We think you need these skills to ace Principal Investigator - Clinical Trials
Some tips for your application 🫡
Understand the Role: Before applying, make sure you fully understand the responsibilities and requirements of the Principal Investigator position. Familiarise yourself with clinical trial processes, regulatory guidelines, and the specific competencies needed for this role.
Tailor Your CV: Craft your CV to highlight relevant experience in clinical trials and research. Emphasise your medical qualifications, certifications, and any previous roles that demonstrate your ability to manage clinical studies effectively.
Write a Compelling Cover Letter: Your cover letter should reflect your passion for clinical research and patient care. Discuss your understanding of GCP and FDA regulations, and how your skills align with the company's commitment to high-quality clinical data and patient safety.
Proofread and Format: Ensure your application documents are free from errors and professionally formatted. A well-organised and polished application reflects your attention to detail, which is crucial for a Principal Investigator.
How to prepare for a job interview at Silver Birch Rec Ltd T/A Etech Partners
✨Know Your Clinical Research
Make sure you have a solid understanding of ICH GCP, FDA regulations, and clinical research ethics. Brush up on recent developments in clinical trials to demonstrate your expertise and commitment to the field.

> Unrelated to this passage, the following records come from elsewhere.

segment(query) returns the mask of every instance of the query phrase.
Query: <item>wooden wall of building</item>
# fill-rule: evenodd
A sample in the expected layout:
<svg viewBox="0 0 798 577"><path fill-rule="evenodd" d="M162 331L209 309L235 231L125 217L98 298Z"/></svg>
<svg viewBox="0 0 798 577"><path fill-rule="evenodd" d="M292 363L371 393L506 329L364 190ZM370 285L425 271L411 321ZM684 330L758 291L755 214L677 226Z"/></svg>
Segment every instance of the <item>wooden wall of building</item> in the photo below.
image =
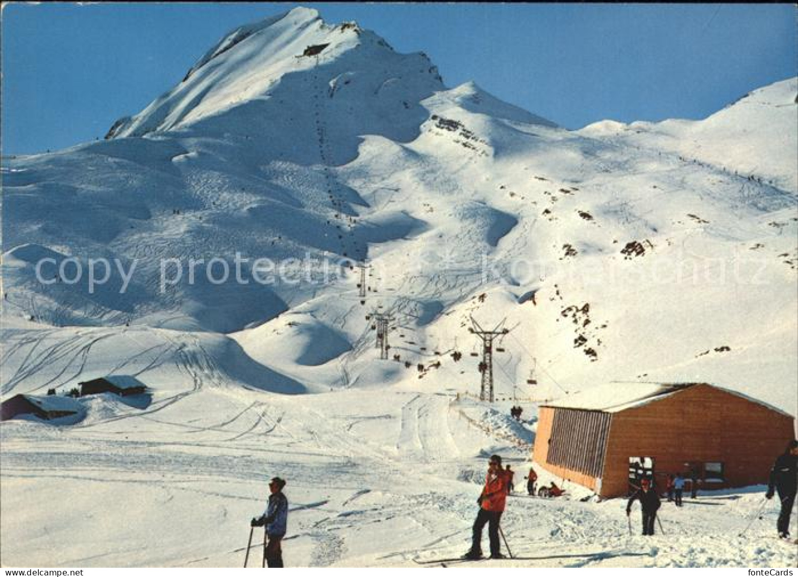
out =
<svg viewBox="0 0 798 577"><path fill-rule="evenodd" d="M725 482L705 489L766 483L794 426L791 417L708 385L621 411L613 416L601 494L626 494L630 456L654 457L658 484L693 461L724 464Z"/></svg>
<svg viewBox="0 0 798 577"><path fill-rule="evenodd" d="M709 385L696 385L633 409L613 413L599 483L594 477L548 462L554 424L551 407L541 407L533 459L547 471L602 496L626 494L629 457L654 459L656 481L687 472L685 463L721 462L724 483L701 488L767 483L770 468L796 438L795 420L753 401Z"/></svg>
<svg viewBox="0 0 798 577"><path fill-rule="evenodd" d="M535 434L535 446L532 448L533 460L553 475L595 491L595 477L564 467L558 467L548 462L548 447L554 425L555 410L551 407L541 407L538 413L538 429Z"/></svg>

✨Prepare for Scenario Questions
Expect questions that assess your clinical judgment and decision-making skills. Prepare examples from your past experiences where you successfully managed patient safety or navigated complex trial protocols.
✨Showcase Your Communication Skills
Effective communication is key in this role. Be ready to discuss how you've collaborated with internal teams and external sponsors in previous positions, highlighting your ability to convey complex information clearly.
✨Emphasise Patient-Centred Care
Since the organisation values patient care, be prepared to discuss how you prioritise the safety, rights, and confidentiality of study participants. Share specific instances where you advocated for patients during trials.